The follow-up of patients with bladder cancer could be tricky and is mostly guided by consensus guidelines rather than evidence-based practice. Particularly, the interpretation of cystoscopy after definitive TMT may be difficult. After definitive trimodality therapy of muscle invasive bladder cancer, urine cytology, liver and renal function tests are recommended every 3–6 months for the first 2 years. Imaging of chest, abdomen and pelvis is recommended every 3–6 months for 2 years. Random biopsies are also recommended by ESMO guideline in these patients at every 3–6-month interval for 2 years [34]. However, random biopsies are not recommended during follow-up by NCCN guidelines [35]. We used cystoscopy, urine cytology, imaging and kidney function tests including serum electrolytes for follow-up of patients as mentioned in the materials and methods section. We did not use random biopsies in our cohort of patients during follow-up as we had excluded patients with multifocal disease and those with carcinoma in situ disease.

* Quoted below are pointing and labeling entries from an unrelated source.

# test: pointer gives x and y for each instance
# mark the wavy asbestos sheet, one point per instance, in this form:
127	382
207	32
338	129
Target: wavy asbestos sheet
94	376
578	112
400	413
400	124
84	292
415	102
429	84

The strength of our study lies in the inclusion of a relatively uniform group of patients, and exclusion of patients with hydronephrosis, previous BCG therapy or any neoadjuvant chemotherapy. All our patients received CRT as per protocol along with image guidance with minimal treatment interruption, thus implying good compliance. Properly selected patients with strict compliance, detailed toxicity reporting and complete follow-up data provide value to our study. However, our study had inherent limitations of a relatively small patient number and relatively short follow-up.